KEVIN: You talk about how I seem to have a good grasp of letting emotions/feelings come and just observe them. Yes, this is true, especially when compared to what I USED to be like! However, the mind keeps nagging me by saying, “You wouldn't be so good at this if you were not on certain drugs that dull the pain/experience (anti-depressants, narcotics, anti-inflammatories).” Taking drugs of any kind (medicines, street drugs, caffeine, etc) alter your perceptions and body chemistry. Obviously, taking medicine with the intent of healing your mind/body is one thing while abusing medicine in order to just get "high" or avoid reality is another.
I get the impression in general that when meditating, we try to experience reality as it is, not altered in any way. I realize that I am able to better deal with reality because of drugs, but do they invalidate the whole experience? I don't think so since drugs ARE a part of reality with causes and effects, and one can observe them just as easily as anything else in this wonderful world. Do some forms of meditation say otherwise...that you are hiding or running away from reality by taking the drugs?
CHARLIE: Teachers have pointed out that research shows appropriately prescribed medication can correct underlying chemical and neurological imbalances that interfere with the benefits of meditation. Medications that reduce pain, anxiety, depression, and attention deficit without producing substantial negative side effects can enhance the benefits of meditation, namely clarity of thinking, mindfulness, and the ability to recognize and let go of the cognitive and affective distractions that interfere with relaxing. Buddha’s teachings were all about how to reduce suffering and enhance the quality of life, and you get to experiment with how medicine can help you do that.

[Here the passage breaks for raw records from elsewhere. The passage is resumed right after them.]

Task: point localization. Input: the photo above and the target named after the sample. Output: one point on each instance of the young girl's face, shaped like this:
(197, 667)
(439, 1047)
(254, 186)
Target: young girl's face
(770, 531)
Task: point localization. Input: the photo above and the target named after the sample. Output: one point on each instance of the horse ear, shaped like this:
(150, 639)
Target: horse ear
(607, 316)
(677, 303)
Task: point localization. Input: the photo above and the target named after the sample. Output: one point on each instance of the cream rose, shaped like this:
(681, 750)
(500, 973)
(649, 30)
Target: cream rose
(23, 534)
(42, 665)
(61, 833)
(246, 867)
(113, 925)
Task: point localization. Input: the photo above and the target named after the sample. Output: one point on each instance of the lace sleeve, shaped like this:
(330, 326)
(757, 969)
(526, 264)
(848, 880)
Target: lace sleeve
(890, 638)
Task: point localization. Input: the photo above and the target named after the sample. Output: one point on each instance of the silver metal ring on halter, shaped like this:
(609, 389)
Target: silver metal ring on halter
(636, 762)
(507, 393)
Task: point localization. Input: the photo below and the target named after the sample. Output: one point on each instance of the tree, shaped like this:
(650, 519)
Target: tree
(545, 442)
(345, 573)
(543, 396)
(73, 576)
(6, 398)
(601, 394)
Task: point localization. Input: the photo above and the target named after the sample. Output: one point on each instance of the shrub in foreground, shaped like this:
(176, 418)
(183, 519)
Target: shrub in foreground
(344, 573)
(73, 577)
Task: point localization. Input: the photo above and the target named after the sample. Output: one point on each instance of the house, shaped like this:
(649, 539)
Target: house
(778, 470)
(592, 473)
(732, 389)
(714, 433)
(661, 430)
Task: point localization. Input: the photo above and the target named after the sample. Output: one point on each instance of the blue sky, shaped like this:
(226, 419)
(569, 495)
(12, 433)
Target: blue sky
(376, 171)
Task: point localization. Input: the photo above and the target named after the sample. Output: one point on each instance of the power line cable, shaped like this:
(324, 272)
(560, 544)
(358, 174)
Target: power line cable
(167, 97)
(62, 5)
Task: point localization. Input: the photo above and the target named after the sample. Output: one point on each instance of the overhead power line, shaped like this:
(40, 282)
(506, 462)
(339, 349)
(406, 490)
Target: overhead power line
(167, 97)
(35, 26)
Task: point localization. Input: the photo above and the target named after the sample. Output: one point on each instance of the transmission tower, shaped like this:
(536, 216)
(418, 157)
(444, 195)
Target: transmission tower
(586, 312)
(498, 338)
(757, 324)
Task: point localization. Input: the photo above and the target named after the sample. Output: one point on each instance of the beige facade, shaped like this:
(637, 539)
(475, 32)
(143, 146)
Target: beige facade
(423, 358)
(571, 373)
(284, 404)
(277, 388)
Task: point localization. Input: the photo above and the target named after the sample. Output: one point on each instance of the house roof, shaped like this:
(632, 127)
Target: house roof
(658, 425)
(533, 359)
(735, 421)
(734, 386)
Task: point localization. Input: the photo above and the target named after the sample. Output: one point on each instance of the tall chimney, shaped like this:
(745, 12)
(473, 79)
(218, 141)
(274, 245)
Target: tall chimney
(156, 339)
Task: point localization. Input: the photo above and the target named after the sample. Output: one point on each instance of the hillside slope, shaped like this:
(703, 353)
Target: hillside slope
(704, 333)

As you point out, Kevin, abusing “medicine” to get high or avoid reality is not a good idea. Alcohol, over-the-counter meditations, and other psychotropic mind-altering drugs can reduce suffering and occasionally produce spiritual insights and highs. But except for appropriate use of over-the-counter medications, their use as you know is strongly discouraged because they too often cloud consciousness; impair mindfulness; lead to careless, inappropriate, and abusive behaviors; result in frightening psychological experiences; and lead to psychological and physiological additions. Also, any artificially, drug-induced spiritual insights and positive feelings are usually temporary and may suppress the underlying natural desire to recognize and realize one's already enlightened nature through meditation, mindfulness, and other spiritual practices. Quick fixes are quite rare in comparison with the suffering and real problems that are risked in using drugs to “get high” or attain spiritual insights. Your mindfulness and meditation practices appear to be serving you well, Kevin. I applaud your courage and commitment, your Right Effort, Right Mindfulness and Right Understanding, and appreciate your willingness to share your experiences with others.